Meine Eltern hatten sich scheiden lassen und die Interesse meines Vaters an seinen Kindern nahm mehr und mehr ab. Besuchstage sagte er kurzfristig ab, dann kam er irgendwann einfach nicht mehr. Natürlich suchten wir Kinder die Schuld bei uns, das ist wohl mehr oder weniger normal.
Meine Mutter machte kurzen Prozess und zog mit uns so weit fort, dass es ihm fast unmöglich war mal eben vorbei zu kommen, wenn er Lust und Laune hatte.
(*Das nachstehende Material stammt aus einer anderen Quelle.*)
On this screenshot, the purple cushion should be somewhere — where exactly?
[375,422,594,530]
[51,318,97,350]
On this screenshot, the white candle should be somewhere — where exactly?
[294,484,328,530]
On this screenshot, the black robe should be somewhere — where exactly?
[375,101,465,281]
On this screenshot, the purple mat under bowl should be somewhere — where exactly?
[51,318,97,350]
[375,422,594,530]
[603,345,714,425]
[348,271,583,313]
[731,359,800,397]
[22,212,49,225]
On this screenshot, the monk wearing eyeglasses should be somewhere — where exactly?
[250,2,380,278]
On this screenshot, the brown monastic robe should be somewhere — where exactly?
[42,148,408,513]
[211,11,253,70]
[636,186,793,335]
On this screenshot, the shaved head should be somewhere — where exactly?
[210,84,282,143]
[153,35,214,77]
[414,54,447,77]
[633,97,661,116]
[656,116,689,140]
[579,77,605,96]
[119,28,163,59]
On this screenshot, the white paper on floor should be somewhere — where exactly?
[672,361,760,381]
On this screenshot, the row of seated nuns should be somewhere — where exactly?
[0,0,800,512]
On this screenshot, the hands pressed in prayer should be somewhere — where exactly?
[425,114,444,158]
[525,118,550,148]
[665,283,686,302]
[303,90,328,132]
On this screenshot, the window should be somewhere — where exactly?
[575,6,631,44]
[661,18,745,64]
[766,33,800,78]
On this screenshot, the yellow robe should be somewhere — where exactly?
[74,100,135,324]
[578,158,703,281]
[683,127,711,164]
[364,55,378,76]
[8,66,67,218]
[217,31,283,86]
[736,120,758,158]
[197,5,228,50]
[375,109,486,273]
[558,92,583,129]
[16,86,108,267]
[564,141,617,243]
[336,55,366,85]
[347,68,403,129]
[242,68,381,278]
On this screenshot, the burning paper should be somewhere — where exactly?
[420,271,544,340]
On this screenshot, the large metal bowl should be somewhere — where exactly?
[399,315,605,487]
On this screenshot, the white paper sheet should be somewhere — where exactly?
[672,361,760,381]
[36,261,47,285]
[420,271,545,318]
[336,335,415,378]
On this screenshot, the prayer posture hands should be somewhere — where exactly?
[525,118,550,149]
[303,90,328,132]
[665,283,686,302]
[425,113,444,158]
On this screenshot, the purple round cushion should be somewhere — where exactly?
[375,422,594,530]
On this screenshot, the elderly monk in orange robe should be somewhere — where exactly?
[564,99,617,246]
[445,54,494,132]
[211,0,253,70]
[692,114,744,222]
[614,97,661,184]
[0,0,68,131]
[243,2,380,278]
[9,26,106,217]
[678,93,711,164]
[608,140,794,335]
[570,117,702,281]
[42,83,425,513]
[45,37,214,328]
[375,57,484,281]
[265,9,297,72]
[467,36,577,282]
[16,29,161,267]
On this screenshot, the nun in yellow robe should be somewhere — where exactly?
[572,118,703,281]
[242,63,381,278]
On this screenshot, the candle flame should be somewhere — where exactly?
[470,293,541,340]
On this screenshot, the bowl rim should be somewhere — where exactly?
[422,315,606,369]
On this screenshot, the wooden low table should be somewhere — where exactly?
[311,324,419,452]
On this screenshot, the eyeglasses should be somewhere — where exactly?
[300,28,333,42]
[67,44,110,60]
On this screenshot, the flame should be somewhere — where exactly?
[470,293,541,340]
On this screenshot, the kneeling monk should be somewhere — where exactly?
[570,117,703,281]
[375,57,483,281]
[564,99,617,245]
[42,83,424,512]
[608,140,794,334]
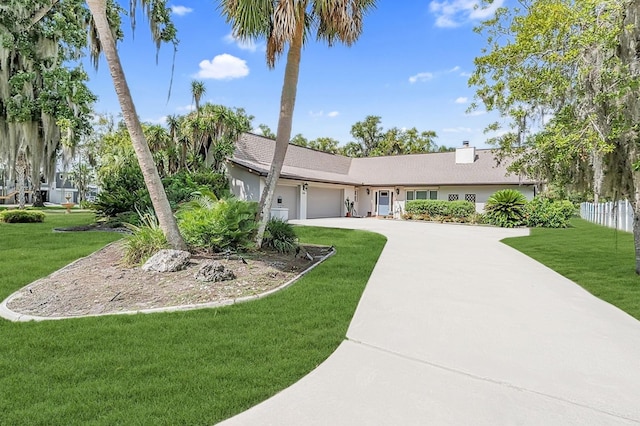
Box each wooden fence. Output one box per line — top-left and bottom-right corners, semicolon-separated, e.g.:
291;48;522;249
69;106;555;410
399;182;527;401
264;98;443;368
580;200;633;232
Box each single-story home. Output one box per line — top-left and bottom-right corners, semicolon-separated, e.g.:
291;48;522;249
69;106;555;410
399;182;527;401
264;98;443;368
227;133;535;219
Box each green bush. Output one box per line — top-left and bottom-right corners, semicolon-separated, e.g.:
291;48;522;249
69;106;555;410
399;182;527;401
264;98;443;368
524;197;576;228
177;195;258;251
0;210;44;223
484;189;527;228
262;218;298;253
162;170;229;209
405;200;476;222
124;211;169;265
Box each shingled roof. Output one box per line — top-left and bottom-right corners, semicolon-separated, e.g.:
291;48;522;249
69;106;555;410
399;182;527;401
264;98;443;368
231;133;533;186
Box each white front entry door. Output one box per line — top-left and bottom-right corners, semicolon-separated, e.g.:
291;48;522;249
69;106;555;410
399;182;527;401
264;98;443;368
378;191;391;216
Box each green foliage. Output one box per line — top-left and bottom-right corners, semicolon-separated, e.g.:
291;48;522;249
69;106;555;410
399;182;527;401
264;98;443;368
162;170;229;208
503;218;640;320
405;200;476;222
124;211;169;265
344;115;438;157
0;225;385;425
524;197;576;228
484;189;527;228
262;217;298;253
0;210;45;223
177;195;258;252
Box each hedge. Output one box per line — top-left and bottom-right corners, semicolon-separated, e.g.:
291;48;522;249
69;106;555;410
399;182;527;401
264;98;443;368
405;200;476;219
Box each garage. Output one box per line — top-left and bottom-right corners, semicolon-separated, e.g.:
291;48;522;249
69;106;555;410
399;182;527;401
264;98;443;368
307;187;342;219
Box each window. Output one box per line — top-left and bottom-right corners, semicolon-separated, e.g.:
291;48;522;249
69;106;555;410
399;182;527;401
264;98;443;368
406;189;438;201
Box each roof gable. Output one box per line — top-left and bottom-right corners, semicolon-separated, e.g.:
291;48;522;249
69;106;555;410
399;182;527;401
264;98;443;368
231;133;532;186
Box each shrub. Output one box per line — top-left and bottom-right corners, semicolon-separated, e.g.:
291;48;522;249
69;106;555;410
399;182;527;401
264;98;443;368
178;195;258;251
404;200;476;222
448;201;476;219
525;197;575;228
124;211;169;265
262;218;298;253
0;210;44;223
162;170;229;208
484;189;527;228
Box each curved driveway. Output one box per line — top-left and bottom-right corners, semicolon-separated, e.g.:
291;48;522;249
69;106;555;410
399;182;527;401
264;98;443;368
223;219;640;426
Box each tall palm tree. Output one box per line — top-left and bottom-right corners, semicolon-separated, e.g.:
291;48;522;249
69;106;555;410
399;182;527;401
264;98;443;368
87;0;187;250
221;0;376;246
191;80;207;112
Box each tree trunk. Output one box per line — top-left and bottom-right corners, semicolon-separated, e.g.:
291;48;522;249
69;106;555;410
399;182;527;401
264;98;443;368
87;0;187;250
16;152;27;210
256;19;304;247
618;0;640;275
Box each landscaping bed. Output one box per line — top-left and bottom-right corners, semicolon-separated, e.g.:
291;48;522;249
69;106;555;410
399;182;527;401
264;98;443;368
7;242;332;317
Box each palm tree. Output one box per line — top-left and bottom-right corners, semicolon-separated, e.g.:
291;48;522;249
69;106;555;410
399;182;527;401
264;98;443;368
221;0;375;247
191;80;207;112
181;103;251;172
87;0;187;250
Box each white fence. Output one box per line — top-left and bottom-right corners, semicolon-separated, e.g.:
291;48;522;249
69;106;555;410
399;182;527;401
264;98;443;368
580;200;633;232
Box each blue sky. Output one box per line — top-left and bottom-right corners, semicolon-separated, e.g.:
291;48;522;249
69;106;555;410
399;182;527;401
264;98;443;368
87;0;504;147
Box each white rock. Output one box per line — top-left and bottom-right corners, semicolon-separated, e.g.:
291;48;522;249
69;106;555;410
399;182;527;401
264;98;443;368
142;249;191;272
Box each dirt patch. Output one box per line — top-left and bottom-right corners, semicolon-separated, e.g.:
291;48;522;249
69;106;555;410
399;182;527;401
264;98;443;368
7;242;332;317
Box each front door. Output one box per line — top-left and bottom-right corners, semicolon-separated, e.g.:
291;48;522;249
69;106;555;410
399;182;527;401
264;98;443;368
378;191;391;216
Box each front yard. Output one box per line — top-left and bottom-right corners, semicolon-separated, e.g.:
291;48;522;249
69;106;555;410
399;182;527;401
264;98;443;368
0;213;385;425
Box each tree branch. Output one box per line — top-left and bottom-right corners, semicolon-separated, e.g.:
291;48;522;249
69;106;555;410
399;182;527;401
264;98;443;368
31;0;60;26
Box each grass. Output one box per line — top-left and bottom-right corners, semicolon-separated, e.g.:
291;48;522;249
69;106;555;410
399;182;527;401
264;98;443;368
503;219;640;320
0;213;385;425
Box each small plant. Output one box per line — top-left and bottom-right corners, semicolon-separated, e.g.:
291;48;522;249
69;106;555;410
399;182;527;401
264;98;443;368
262;218;298;253
484;189;527;228
124;211;169;265
177;194;258;252
0;210;44;223
525;197;576;228
405;200;476;222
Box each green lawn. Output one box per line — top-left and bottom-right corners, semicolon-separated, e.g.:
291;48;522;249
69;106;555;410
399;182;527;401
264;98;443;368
0;213;385;425
503;219;640;320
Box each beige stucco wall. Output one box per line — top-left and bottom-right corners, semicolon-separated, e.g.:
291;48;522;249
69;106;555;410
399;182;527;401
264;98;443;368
227;165;262;201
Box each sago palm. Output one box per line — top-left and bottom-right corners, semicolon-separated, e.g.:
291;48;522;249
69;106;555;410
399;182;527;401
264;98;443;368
484;189;527;228
221;0;376;246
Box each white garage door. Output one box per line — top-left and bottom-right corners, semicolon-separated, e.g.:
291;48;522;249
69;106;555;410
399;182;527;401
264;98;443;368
307;187;342;219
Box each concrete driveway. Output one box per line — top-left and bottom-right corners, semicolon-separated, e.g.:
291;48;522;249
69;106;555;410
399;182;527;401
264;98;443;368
223;219;640;425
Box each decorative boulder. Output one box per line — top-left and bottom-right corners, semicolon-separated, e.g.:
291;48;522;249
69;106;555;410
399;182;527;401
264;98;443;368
195;260;236;282
142;249;191;272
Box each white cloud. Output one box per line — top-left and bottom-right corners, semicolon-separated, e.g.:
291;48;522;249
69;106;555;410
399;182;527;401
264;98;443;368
176;104;196;112
442;127;473;133
196;53;249;80
409;72;433;84
309;110;340;118
429;0;504;28
170;5;193;16
223;33;262;52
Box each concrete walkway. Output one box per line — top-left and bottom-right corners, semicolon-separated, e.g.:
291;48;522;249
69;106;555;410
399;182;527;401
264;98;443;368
223;219;640;426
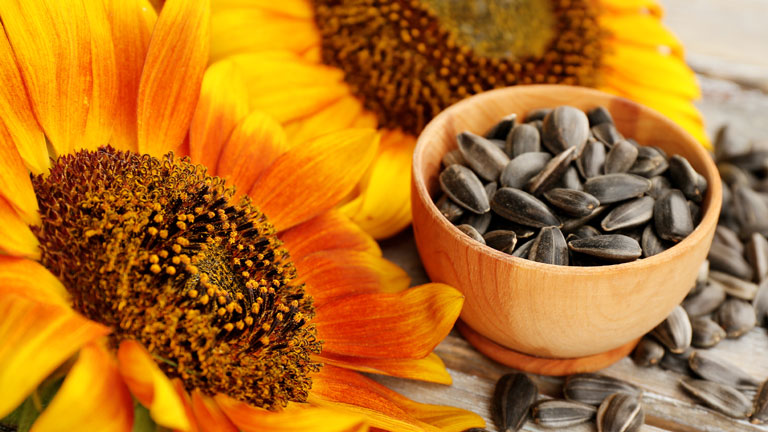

Seit dem ging es aufwärts und ich habe mich nie wieder geritzt. "Glück" gehabt, dass meine Mutter unbewusst wusste.

Jetzt habe ich eine Bekannte, sie ist etwa so alt wie ich und Staatsanwältin. Ihr Ex-Mann ist Rechtsanwalt und jagt allem nach, was bei 3 nicht auf den Bäumen ist.
Mir fiel nicht auf, dass sie immer langärmelige Kleidung trug, bis sie irgendwann, ausversehen, die Ärmel hochschob und tiefe Narben und frische Wunden zum Vorschein kamen. Erschreckt bedeckte sie sie wieder, sah jedoch in meinem Gesicht, dass ich es gesehen hatte.
Sie hat sich dafür verantwortlich gemacht, dass ihr Mann fremdging und deckte diesen seelischen Schmerz mit dem körperlichen zu.
Viel Geduld hat es gebraucht sie dazu zu bringen sich scheiden zu lassen und ihre Therapie war es, dass wir seine Handyabrechnung fanden und sie jede "Geliebte" anrief um dieser zu sagen, dass sie nicht die einzige sei, die auf diesen Kerl reingefallen war.

Die tiefen Narben, psychisch und physisch, sind noch immer sichtbar, aber sie vermehren sich nicht mehr.